希望と焦りが入り交じり、願いはとても言葉にならなかったが、ありったけの思いを込めて、フリーでパスを待つ2学年下の日向寺にボールを送った。
パスを受けた日向寺に日体大のディフェンダーが必死に迫っていたが、追いつける距離ではなかった。
残り12秒。
放たれたスリーポイントシュートの放物線。あのシーンは記憶に残っている。
立ち見客が出るほど満員に膨れ上がった代々木第二体育館の大声援が一瞬、静かになった。
残り11秒。
この日一番の歓声がコートを包んだ。自然と、両手を上げてガッツポーズをしていた。
スリーポイントシュートが決まったのだ。
66対65。
残り9秒。
バスケットボールにとって残り9秒の1点差は決してセーフティではない。むしろ、危険だ。一瞬でも気を抜けば、ひとつでも戦略を読み間違えれば……、立場は一気に逆転する。

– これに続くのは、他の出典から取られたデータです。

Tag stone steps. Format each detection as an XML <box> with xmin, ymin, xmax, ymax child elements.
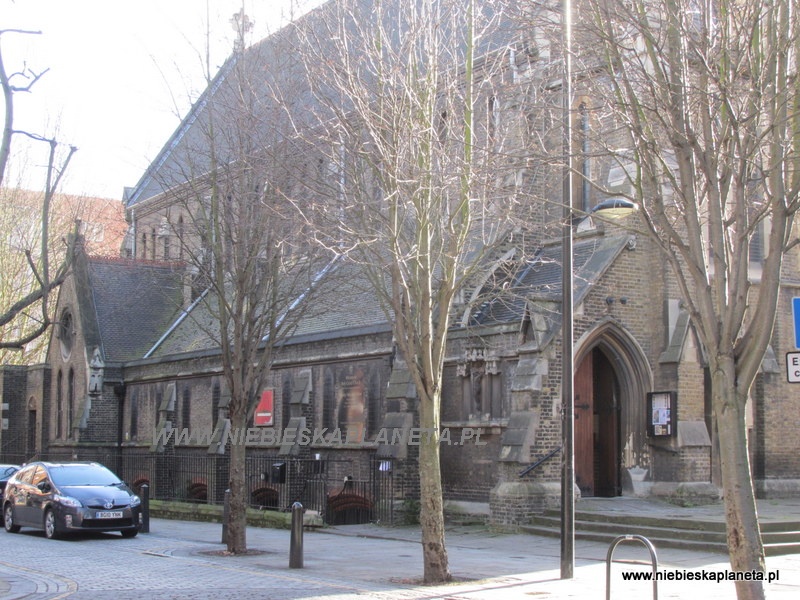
<box><xmin>521</xmin><ymin>509</ymin><xmax>800</xmax><ymax>556</ymax></box>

諦めない日体大が、一気に前にボールを出してきた。受けた後藤正規(花の平成5年組入社のひとりだ)が半ば無理やりスリーポイントシュートを放った。
後藤は日体大のエースであり、その後も同じシューティングガードの選手としてしのぎを削り合うことになるライバルだ。
彼も必死の思いだっただろう。そのシュートに、日体大にとって4年連続10回目のインカレ優勝が懸かっていたのだから。

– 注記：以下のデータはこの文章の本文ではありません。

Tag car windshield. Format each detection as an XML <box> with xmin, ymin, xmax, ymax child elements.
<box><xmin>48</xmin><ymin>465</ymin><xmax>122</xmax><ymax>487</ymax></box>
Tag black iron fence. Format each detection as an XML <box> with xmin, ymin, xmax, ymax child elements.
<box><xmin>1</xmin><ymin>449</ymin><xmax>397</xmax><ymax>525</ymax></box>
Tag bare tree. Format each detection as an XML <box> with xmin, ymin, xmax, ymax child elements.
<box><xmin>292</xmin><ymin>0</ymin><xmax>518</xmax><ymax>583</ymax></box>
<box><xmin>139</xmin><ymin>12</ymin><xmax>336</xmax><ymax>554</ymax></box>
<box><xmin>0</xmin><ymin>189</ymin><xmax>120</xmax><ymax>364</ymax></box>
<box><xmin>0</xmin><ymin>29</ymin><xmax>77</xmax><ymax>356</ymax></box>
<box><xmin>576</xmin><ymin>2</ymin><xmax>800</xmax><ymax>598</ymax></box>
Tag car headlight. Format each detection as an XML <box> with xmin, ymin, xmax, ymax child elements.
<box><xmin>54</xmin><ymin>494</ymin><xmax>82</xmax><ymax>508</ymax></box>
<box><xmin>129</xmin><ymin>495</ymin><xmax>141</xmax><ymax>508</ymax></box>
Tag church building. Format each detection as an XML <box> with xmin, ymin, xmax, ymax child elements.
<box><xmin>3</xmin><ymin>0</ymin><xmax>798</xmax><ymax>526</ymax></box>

だが、不十分な体勢から放たれた一投はリングに弾はじかれた。
リバウンドを味方が制してくれた。
勝った──。
次の瞬間、試合終了を告げるブザーが鳴った。
気づくと、ベンチに向かって駆け出していた。雄叫たけびのような喜びの声を上げている仲間に、飛びついて抱きついた。中学でバスケットボールを始めてから、初めて日本で一番になれた瞬間。

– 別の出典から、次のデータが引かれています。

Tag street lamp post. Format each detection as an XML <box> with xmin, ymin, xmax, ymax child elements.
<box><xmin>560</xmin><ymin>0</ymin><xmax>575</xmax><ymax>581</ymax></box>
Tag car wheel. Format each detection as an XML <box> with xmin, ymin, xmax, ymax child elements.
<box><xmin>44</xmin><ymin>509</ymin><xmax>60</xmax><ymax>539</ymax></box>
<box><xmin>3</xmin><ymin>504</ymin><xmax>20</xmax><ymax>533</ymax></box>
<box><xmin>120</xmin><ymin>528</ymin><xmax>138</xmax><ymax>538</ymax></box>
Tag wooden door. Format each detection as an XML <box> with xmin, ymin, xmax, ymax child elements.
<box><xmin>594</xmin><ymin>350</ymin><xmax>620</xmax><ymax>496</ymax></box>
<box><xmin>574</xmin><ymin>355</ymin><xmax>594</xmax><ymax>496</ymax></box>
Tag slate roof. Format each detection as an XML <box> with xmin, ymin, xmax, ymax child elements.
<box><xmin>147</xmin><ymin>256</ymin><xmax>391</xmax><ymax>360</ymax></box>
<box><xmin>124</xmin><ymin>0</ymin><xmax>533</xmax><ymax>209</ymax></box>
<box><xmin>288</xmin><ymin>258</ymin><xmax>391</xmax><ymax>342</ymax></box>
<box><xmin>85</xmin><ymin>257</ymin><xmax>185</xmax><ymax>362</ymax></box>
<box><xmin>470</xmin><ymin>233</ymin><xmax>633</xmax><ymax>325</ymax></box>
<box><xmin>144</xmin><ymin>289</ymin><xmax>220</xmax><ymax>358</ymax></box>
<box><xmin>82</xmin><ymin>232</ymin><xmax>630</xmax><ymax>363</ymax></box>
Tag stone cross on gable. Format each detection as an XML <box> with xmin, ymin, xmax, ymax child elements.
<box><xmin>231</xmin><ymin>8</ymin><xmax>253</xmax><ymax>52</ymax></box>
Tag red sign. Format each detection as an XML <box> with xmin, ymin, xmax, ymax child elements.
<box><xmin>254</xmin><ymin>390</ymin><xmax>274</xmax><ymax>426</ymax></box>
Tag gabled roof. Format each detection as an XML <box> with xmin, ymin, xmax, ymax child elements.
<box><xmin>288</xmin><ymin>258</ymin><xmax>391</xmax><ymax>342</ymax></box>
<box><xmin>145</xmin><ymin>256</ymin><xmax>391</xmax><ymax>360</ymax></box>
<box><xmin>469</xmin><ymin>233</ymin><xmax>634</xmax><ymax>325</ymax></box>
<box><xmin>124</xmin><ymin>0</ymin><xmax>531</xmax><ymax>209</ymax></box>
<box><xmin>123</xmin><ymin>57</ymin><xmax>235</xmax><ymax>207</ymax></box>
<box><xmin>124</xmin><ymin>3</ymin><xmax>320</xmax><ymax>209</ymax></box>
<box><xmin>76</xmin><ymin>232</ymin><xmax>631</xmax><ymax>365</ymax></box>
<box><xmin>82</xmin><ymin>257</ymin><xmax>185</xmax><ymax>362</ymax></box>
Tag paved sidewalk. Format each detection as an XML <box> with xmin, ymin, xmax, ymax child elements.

収まらない大歓声。鳴りやまない拍手。注目されていることは感じていたが、それもどうでも良かった。
「日体大に勝てた」
わたしが沸き立つ理由はそれだけだった。
最後の最後で、チームとしても、一選手としても日体大を乗り越えることができた。
勝つことと、結果を残すこと──。
絶対に負けたままでは終わらない。
負けなければ、いつか日本一、優勝にはたどり着く。
日体大にようやく勝ったことは「目の前の相手」、特に、強い相手に絶対に負けないという思いを大いに強くさせた。